Methods: Patients diagnosed to have Stargardt maculopathy had two 5-second fixation tests using SLO-based macular perimeter. During one test the patient was asked to,“Look at the cross” (LC). During the second the patient was asked to, “Look straight ahead even if you do not see the cross” (LS). Thirteen control subjects were tested under the same conditions. Foveal location was determined with OCT topographies scans in control subjects. The mean position of anatomic fovea relative to the disk in controls was used to localize the position of the fovea in Stargardt subjects. The mean vector length, mean angle, and angular dispersion from anatomic fovea to fixation for each subject under each condition were calculated. Data about visual acuity, contrast sensitivity and time since diagnosis was taken from the medical record.

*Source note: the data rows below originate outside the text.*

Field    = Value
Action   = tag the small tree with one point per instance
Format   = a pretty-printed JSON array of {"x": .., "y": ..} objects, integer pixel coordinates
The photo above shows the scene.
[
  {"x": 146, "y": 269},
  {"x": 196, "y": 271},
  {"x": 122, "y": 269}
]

Results: Records of 38 patients with Stargardt maculopathy were reviewed. Fixation was most frequently in the superior retina (74% LC condition and 67% LS condition). The average PRL eccentricity was 11.02 degrees for the LC condition (median = 9.52 degrees) and 7.84 degrees for the LS condition (median = 5.9 degrees). This difference was statistically significant (P < 0.001). Sixty-nine percent of subjects had inter-ocular PRLs that were < 10 degrees apart. Approximately 43% of eyes did not statistically change fixation when asked to look straight ahead. When fixation did shift, the magnitude of the shift was correlated with the PRL eccentricity determined when asked to look at the cross (OD, r = -0.69, P < 0.001; OS, r = -0.76, P < 0.001; OU, r = -0.66, P < 0.001). The distance moved under the different conditions (LC and LS) was not correlated with age, disease duration, age of disease onset, visual acuity, contrast sensitivity or BCEA.

Conclusions: Even after longstanding disease and established ability to use eccentric fixation, some patients will move their fixation from their preferred retinal locus (PRL) when asked to look in the direction that they believe is straight ahead. Verbal directions can change fixation in patients with Stargardt maculopathy and, therefore, may impact measured visual function, such as visual acuity assessments or PRL assessment.